C&M E-Alert: RBI Release Draft Direction On “Digital Banking Channels Authorisation”, 2025

The Reserve Bank of India (RBI) issued a press release on July 21, 2025, containing draft circular on the Digital Banking Channels Authorisation Directions, 2025 (“Draft Directions”). These Draft Directions aim to guide banks and provide a regulatory framework for offering digital banking services such as internet and mobile-based banking.

The Draft Directions regulate the provision of digital banking services offered by banks, ensuring customer protection, operational integrity, and transparency. The framework also provides clarity by defining key terms related to digital banking, such as Digital Banking Channels, Internet Banking, Mobile Banking, View-Only Facility, and Transactional Facility.

These Draft Directions apply to all commercial and cooperative banks operating in India and are issued under Section 35A, read with Section 56, of the Banking Regulation Act, 1949.

RBI has invited public feedback on the Draft Directions until 11 August 2025. This consultative process will allow stakeholders to share their inputs before the final framework is issued.

Banks are not permitted to display or promote third-party products or services, including those of affiliates, group companies, or unrelated entities on their digital platforms without prior approval from the RBI. This restriction seeks to avoid mis-selling and address potential conflicts of interest, except as specifically permitted by the RBI from time to time in terms of paragraphs 18 and 19 of the Master Direction – Reserve Bank of India (Financial Services provided by Banks) Directions, 2016 dated May 26, 2016.

1. Banks must obtain clear and explicit consent from customers before enabling digital banking channels. Enrolment in digital services must be voluntary, and customers should be given the option to select between view-only access (i.e., balance enquiry, account statements) or full transactional capabilities based on their preference.
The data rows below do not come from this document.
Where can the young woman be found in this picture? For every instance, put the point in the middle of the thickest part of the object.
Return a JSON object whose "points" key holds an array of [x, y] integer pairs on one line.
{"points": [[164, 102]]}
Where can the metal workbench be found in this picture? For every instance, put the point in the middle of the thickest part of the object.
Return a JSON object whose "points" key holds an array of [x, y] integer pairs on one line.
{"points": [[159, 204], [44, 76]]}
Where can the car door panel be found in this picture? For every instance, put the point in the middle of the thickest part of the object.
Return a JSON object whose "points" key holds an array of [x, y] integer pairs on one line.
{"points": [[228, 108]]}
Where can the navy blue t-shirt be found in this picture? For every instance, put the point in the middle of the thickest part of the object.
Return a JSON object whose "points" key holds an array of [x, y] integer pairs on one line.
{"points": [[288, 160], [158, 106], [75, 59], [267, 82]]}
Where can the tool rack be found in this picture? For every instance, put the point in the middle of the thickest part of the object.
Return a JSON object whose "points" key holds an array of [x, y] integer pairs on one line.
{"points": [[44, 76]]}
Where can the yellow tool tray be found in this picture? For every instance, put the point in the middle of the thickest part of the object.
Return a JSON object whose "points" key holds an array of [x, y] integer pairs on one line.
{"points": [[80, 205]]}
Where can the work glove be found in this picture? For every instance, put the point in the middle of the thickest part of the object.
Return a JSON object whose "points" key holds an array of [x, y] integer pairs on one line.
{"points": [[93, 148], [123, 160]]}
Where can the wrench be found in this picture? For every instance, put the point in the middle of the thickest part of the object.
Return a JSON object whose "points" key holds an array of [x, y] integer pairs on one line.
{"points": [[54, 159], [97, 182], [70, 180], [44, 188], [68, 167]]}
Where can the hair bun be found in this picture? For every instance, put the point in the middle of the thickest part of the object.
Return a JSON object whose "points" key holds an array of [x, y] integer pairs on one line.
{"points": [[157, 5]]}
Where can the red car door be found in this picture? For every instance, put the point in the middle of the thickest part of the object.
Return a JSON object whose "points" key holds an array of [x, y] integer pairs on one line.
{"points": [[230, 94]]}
2. Access to basic banking services, such as issuance of debit cards or passbooks, must not be made conditional upon opting for digital banking. Customers who opt not to use digital channels must not face any disadvantage or service denial.

1. Banks are required to implement a risk-based monitoring mechanism to detect unusual patterns or suspicious activities in digital transactions. This includes defining thresholds for transaction size and frequency, flagging high-risk behavior, and promptly alerting customers through appropriate channels.

2. Banks must send timely alerts via SMS or email for all customer activities on digital platforms, including login attempts, fund transfers, and any changes in profile or security settings. These alerts aim to increase transparency and enable customers to respond swiftly to suspicious activity.

3. Digital banking services must operate seamlessly across all mobile networks. Banks are required to ensure that digital access is not dependent on a specific telecom operator, thereby promoting service continuity and universal access.

1. Banks seeking to offer transactional digital banking both funds based, or non-fund based must obtain prior approval from the RBI. To be eligible, the bank should have a minimum net worth of ₹50 crore (INR Fifty Crores), passed board resolution, submits Information Security (IS) Audit, and CERT audit, and regulatory compliance to the respective regional office of the RBI (through the PRAVAAH portal).

2. Implementation of Core Banking Solution (CBS) with IPv6-enabled IT infrastructure, adequate technical and financial capability, and a strong track record of regulatory compliance. View-only services may be launched by eligible banks upon submission of a Gap Assessment and Internal Controls Adequacy (GAICA) report to the respective regional office of the RBI (through the PRAVAAH portal).

1. All terms and conditions related to digital banking services must be clearly presented in English, Hindi, and the relevant regional language. Customers must be informed about their rights, responsibilities, limits of liability in fraud cases, and grievance redressal in a transparent manner.

2. Banks must comply with all applicable laws, including the Information Technology Act, 2000, Digital Personal Data Protection Act, 2023 (DPDP Act), Foreign Exchange Management Act, 1999 (FEMA), Payment and Settlement Act, 2007 (PSS Act), and KYC/AML norms.

3. For transfer of funds from the accounts of customers using digital banking for delivery in cash to the recipients, Banks shall compliance with the conditions stipulated in the circulars dated July 24, 2024, on ‘Domestic Money Transfer – Review of Framework’ and dated October 05, 2011, on ‘Domestic Money Transfer- Relaxations’ as issued and updated from time to time.

4. Banks shall also comply with various technological and cyber security frameworks as set out under Chapter III of the Draft Directions. These include adherence to the Master Directions on IT Outsourcing, Digital Payment Security Controls, IT Governance and Risk Controls, Cyber Security Frameworks for Urban Co-operative Banks, and Fraud Risk Management Directions applicable to both commercial and cooperative banks etc.

The Draft Directions are an important move towards creating a safe and accessible digital banking system in India. By setting clear rules for who can offer digital services, how they should operate, and how customers should be protected, the RBI aims to build trust and ensure transparency. Once these Draft Directions are finalised, they will act as a common set of guidelines for all banks providing digital banking services.